LUÍS FERNANDO MANZOLI
JULIANA COISSI

DA FOLHA RIBEIRÃO

São Carlos, cidade de 220 mil habitantes do interior paulista, criou há seis anos um núcleo com o objetivo de aplicar integralmente o ECA (Estatuto da Criança e do Adolescente) no atendimento ao jovem infrator. Os resultados obtidos têm colocado a cidade como um exemplo no Estado.
Em 1998, três anos antes da instalação do NAI, 15 adolescentes de São Carlos cometeram homicídios. Em 2005, o número caiu para um e, em 2006, não houve nenhum caso.
Segundo o padre Agnaldo Lima, ex-coordenador do NAI e atual presidente do Conselho Municipal dos Direitos da Criança e do Adolescente, a média de reincidência de jovens que cumprem medidas socioeducativas na cidade foi de 4% no ano passado - no Estado, 29% dos adolescentes atendidos no regime fechado e aberto voltaram a cometer um crime em 2006.
Em Americana, segunda cidade do Estado a inaugurar um NAI, em abril de 2005, a reincidência em 2006 foi de 20%.
Uma das estratégias do núcleo é usar tolerância em relação ao adolescente que comete um crime. Segundo o juiz da Infância e Juventude de São Carlos, João Galhardo, a cada semestre pelo menos 15 jovens que cometeram crimes graves e teriam de ser internados são enviados para medidas mais leves, como a semiliberdade.
No ano passado, dos 850 jovens infratores atendidos pelo núcleo, apenas nove (ou 1,05%) receberam punição máxima da Justiça prevista pelo ECA e foram enviados para unidades de internação. Para comparar, em Ribeirão Preto, que também tem um NAI, dos 903 adolescentes que cometeram atos infracionais de janeiro de 2006 até este mês, 177 jovens (19,6%) foram internados na Fundação Casa, antiga Febem.
"O que fazemos é olhar para o adolescente, e não para o ato infracional. Em vez de investirmos em baldes para conter a água, tentamos fechar a torneira", diz o padre Lima.

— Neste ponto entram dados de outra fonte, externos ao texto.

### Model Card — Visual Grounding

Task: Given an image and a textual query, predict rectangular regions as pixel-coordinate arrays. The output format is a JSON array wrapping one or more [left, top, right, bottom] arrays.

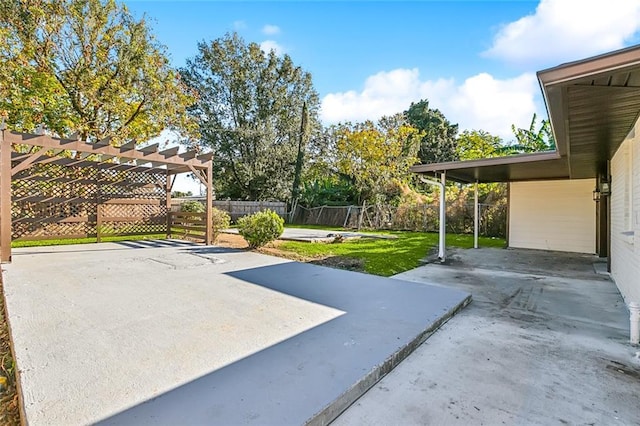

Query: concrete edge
[[0, 267, 27, 426], [305, 294, 472, 426]]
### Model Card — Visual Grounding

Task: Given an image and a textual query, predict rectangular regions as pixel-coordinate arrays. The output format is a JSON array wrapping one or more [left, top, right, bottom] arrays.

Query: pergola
[[0, 125, 213, 262]]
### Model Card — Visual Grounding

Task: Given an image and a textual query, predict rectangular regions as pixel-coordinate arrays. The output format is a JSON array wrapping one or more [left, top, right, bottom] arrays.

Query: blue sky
[[125, 0, 640, 192]]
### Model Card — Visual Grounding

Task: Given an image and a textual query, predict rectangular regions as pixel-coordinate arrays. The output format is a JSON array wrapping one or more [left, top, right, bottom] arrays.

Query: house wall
[[610, 123, 640, 303], [509, 179, 596, 253]]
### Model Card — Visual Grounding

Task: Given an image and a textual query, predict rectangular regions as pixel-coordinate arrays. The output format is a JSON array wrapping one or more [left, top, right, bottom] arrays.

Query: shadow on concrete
[[96, 262, 470, 425]]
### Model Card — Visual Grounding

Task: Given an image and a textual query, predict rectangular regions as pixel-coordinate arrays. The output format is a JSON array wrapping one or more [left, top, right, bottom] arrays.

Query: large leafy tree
[[404, 99, 458, 164], [181, 33, 319, 200], [456, 130, 504, 160], [0, 0, 195, 144], [506, 113, 556, 154], [335, 114, 421, 202]]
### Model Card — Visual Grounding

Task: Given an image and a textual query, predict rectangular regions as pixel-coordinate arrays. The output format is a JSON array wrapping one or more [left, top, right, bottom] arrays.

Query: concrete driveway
[[334, 249, 640, 426], [3, 241, 470, 425]]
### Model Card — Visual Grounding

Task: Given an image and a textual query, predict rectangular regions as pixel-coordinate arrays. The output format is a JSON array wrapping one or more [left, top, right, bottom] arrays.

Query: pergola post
[[438, 171, 447, 262], [164, 170, 174, 238], [473, 181, 480, 248], [206, 161, 213, 245], [0, 129, 11, 263]]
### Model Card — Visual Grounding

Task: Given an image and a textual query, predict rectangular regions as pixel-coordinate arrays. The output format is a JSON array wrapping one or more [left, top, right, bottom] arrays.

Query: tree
[[404, 99, 458, 164], [456, 130, 504, 160], [336, 114, 422, 202], [0, 0, 194, 144], [507, 113, 556, 154], [181, 33, 319, 200]]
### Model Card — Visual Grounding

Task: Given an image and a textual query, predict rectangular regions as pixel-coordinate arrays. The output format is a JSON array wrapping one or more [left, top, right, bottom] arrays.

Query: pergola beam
[[4, 132, 208, 169]]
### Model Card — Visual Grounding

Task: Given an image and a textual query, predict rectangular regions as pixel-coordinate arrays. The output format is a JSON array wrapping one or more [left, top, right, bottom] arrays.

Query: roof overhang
[[412, 46, 640, 182], [411, 152, 569, 183]]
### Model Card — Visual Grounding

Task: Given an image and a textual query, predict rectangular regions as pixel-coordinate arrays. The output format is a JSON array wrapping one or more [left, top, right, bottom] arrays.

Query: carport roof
[[411, 45, 640, 182]]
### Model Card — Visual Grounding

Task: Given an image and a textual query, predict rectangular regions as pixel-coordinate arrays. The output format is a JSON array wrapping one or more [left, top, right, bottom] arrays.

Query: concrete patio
[[3, 241, 470, 425], [334, 249, 640, 426]]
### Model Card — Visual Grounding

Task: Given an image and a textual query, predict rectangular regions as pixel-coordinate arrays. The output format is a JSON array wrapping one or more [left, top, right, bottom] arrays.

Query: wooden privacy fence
[[291, 201, 507, 237], [171, 197, 287, 222], [168, 212, 207, 242]]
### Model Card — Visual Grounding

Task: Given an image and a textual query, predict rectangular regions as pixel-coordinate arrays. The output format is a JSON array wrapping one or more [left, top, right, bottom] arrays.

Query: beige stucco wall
[[611, 123, 640, 303], [509, 179, 596, 253]]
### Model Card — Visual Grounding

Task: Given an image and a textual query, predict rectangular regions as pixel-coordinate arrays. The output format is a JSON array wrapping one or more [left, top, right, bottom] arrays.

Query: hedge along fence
[[291, 201, 507, 238], [171, 197, 287, 222]]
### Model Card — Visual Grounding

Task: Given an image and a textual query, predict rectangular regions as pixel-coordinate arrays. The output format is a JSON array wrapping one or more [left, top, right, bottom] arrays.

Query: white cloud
[[321, 68, 546, 140], [484, 0, 640, 68], [233, 21, 247, 31], [260, 40, 286, 56], [262, 24, 280, 35]]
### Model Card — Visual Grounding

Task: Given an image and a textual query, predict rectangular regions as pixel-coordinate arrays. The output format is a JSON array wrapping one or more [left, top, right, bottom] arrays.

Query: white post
[[473, 181, 480, 248], [629, 302, 640, 345], [438, 171, 447, 263]]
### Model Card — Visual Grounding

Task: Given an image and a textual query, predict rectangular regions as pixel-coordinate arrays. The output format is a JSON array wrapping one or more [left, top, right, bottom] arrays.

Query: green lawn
[[278, 228, 505, 277]]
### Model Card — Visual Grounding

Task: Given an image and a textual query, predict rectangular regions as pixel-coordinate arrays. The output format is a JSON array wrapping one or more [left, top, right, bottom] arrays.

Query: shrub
[[238, 210, 284, 248], [211, 207, 231, 241]]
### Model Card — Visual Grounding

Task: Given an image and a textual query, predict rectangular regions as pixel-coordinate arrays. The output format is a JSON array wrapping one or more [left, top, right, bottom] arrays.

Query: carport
[[0, 123, 213, 262]]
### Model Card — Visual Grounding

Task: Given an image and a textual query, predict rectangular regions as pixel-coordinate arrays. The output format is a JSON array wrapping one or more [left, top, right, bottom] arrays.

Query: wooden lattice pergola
[[0, 128, 213, 262]]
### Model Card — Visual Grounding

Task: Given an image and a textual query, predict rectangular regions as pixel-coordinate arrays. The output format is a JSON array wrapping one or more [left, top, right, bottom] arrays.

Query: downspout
[[420, 172, 447, 263], [629, 302, 640, 345]]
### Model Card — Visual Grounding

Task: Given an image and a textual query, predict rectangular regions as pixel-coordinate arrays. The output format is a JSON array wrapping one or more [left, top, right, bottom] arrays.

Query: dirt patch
[[0, 272, 20, 426], [215, 234, 364, 272]]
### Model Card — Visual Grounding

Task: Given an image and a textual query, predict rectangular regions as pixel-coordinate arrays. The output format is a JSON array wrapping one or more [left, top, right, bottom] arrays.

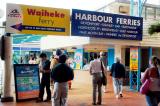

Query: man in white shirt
[[90, 53, 102, 105]]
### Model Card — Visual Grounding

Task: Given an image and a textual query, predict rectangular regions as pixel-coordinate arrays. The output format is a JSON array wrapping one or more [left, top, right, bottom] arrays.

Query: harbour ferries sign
[[72, 9, 143, 40], [6, 4, 70, 35]]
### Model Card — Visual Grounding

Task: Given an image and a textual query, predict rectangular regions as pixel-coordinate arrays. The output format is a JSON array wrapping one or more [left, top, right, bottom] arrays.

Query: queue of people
[[141, 56, 160, 106], [37, 50, 160, 106]]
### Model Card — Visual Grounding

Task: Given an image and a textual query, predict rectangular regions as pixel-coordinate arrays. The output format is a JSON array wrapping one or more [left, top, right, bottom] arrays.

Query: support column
[[130, 0, 134, 16], [115, 45, 125, 64], [74, 48, 84, 69], [1, 34, 13, 102], [108, 48, 115, 68]]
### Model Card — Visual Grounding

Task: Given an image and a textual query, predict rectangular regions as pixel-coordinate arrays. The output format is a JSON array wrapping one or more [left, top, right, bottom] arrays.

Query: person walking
[[111, 57, 125, 99], [141, 56, 160, 106], [51, 54, 74, 106], [37, 53, 51, 102], [100, 51, 107, 93], [90, 53, 102, 105]]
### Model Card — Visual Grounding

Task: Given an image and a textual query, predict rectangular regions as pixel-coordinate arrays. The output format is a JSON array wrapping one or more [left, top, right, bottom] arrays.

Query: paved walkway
[[0, 71, 146, 106]]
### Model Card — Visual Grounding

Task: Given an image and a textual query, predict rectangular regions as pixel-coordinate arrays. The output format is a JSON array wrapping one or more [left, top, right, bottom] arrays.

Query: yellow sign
[[130, 47, 138, 71], [6, 4, 70, 35]]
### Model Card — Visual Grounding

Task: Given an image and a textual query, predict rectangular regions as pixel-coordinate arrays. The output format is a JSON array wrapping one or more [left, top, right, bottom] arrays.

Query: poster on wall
[[130, 47, 138, 71], [74, 49, 84, 69], [6, 3, 70, 36], [14, 64, 40, 102], [71, 9, 143, 41]]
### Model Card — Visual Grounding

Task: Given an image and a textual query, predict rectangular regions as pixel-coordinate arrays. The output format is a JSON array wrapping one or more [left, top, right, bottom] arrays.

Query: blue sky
[[0, 0, 160, 20]]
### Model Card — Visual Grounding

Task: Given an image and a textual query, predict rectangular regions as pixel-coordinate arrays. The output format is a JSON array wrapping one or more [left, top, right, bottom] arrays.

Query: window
[[146, 7, 156, 19], [156, 8, 160, 19]]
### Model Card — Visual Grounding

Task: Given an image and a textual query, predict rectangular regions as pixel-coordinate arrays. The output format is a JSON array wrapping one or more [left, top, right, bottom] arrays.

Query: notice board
[[14, 64, 40, 102]]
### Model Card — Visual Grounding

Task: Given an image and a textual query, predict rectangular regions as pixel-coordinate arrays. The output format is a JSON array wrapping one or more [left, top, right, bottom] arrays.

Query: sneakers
[[119, 94, 123, 98], [92, 103, 96, 105], [97, 102, 101, 105], [44, 99, 51, 102], [116, 95, 119, 99], [36, 98, 43, 103], [116, 94, 123, 99]]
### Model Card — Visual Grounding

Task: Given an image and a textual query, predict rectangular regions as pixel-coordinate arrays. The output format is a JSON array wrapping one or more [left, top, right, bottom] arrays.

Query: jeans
[[92, 73, 102, 103], [39, 73, 51, 100], [146, 91, 160, 106], [52, 82, 68, 106], [112, 77, 123, 95]]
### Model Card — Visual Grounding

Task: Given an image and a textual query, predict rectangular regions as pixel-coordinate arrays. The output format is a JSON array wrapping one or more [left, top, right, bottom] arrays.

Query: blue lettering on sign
[[71, 9, 143, 40]]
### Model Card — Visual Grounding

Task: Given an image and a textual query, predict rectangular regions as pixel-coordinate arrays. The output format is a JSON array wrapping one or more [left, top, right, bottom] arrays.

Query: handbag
[[140, 79, 151, 94], [101, 61, 107, 85]]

Enquanto espera a aplicação da punição, o jovem em São Carlos realiza atividades escolares, artísticas e esportivas, no espaço do próprio NAI.

Internação
Das seis medidas socioeducativas previstas pelo ECA, São Carlos só não tem a internação -executada, quando necessário, por unidades da Fundação Casa em Ribeirão, Araraquara ou São Paulo.

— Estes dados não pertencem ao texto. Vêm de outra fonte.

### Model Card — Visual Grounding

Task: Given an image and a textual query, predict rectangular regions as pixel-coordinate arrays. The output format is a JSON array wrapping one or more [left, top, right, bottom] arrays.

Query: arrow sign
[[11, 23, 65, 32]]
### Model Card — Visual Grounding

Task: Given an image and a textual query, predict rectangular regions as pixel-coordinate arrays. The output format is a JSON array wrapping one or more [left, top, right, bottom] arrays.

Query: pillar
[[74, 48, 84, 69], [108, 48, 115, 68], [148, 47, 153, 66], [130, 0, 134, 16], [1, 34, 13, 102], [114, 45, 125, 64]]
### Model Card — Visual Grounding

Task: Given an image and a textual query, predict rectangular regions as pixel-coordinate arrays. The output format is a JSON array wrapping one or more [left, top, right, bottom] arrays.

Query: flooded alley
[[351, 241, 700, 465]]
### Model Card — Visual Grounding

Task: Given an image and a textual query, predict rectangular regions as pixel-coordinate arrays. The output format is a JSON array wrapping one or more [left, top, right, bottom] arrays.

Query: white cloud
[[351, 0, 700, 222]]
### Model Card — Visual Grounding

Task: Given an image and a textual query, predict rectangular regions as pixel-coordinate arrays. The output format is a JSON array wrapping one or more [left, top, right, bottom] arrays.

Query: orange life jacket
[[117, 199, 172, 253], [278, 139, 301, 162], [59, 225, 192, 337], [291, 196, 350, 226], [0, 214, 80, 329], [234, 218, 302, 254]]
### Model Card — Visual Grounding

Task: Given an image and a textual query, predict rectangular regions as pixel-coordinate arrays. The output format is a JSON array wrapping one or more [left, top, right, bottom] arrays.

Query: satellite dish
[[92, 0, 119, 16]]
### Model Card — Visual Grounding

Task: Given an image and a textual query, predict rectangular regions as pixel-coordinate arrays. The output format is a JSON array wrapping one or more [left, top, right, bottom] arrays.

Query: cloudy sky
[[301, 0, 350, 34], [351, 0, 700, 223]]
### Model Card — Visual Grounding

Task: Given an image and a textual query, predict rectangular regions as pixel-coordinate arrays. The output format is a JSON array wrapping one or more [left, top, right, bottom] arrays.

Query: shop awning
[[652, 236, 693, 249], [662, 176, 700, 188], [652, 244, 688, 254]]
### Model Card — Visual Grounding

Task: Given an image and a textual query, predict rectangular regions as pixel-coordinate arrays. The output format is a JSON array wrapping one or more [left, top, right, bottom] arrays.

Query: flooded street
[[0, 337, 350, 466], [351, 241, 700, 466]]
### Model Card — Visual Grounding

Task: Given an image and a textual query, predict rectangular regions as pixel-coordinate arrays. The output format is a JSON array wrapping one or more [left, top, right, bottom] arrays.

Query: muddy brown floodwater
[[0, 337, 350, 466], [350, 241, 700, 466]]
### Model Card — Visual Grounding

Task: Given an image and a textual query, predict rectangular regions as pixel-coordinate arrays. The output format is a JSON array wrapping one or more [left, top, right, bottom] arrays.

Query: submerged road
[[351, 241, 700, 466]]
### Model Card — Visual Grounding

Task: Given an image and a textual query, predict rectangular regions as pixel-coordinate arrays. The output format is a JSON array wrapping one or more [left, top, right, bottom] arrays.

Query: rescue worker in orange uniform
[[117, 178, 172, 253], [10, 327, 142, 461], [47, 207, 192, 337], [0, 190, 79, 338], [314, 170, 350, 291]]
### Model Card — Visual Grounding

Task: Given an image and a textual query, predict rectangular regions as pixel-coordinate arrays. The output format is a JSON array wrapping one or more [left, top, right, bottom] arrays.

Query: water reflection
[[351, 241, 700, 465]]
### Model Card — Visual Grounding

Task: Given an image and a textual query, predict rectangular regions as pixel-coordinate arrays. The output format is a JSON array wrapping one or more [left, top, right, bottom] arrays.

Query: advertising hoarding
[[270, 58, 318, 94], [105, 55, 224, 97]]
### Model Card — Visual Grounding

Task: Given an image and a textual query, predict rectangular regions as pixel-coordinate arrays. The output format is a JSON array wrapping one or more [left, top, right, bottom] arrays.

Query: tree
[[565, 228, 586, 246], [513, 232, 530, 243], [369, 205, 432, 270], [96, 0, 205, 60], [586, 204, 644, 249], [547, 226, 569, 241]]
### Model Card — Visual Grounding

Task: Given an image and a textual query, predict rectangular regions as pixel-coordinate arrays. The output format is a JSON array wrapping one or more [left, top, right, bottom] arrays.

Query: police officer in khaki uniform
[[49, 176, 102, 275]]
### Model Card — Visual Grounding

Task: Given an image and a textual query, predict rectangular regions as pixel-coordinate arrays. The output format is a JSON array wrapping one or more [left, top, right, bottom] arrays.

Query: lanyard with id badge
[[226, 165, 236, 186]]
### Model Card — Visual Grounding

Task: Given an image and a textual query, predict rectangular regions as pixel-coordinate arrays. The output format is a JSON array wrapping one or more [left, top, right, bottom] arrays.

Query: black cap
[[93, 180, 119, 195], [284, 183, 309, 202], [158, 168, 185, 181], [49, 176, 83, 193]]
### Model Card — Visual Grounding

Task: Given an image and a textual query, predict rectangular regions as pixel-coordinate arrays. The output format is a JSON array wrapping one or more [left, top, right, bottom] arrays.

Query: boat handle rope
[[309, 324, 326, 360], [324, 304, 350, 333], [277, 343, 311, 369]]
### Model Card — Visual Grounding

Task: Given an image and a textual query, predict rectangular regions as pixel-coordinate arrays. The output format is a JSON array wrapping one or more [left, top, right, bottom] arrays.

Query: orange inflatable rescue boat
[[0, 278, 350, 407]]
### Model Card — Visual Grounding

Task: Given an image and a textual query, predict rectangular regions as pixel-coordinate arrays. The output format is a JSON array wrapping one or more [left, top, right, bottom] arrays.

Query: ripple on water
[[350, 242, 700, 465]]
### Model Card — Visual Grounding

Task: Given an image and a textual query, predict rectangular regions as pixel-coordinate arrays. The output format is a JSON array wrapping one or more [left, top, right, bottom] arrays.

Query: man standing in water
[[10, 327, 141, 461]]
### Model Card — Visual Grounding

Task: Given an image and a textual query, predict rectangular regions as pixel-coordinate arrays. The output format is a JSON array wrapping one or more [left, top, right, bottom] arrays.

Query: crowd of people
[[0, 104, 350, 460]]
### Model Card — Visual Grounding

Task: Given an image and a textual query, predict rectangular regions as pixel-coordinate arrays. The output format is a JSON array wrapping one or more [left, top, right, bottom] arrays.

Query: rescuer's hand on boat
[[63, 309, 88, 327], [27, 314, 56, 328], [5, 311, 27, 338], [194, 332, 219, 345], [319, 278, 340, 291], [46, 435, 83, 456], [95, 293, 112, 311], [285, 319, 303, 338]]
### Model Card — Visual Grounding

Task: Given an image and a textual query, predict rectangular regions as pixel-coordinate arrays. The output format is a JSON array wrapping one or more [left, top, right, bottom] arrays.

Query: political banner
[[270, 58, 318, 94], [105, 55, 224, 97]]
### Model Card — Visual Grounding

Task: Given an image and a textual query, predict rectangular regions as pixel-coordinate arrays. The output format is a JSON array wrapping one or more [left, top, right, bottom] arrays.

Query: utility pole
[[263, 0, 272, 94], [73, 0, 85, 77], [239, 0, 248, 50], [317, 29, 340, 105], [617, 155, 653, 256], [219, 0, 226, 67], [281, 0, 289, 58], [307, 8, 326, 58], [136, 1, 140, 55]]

Também não há celas no NAI de São Carlos. O local reservado para a internação provisória do jovem que espera sentença judicial tem portas, e não grades como em outras cidades.
Para o sociólogo canadense Marc Le Blanc, referência no estudo mundial da delinqüência juvenil que esteve em Ribeirão na quinta passada, quanto menor a abordagem punitiva, maior a taxa de sucesso e, com o tempo, menor a delinqüência.
Umaia El Khatib, terapeuta ocupacional e professora da UFSCar (Universidade Federal de São Carlos), afirma que o modelo é um avanço em comparação com outros sistemas de atendimento ao adolescente infrator, mas ainda incorpora a "visão errônea" de que o adolescente infrator tem de ser punido em vez de educado.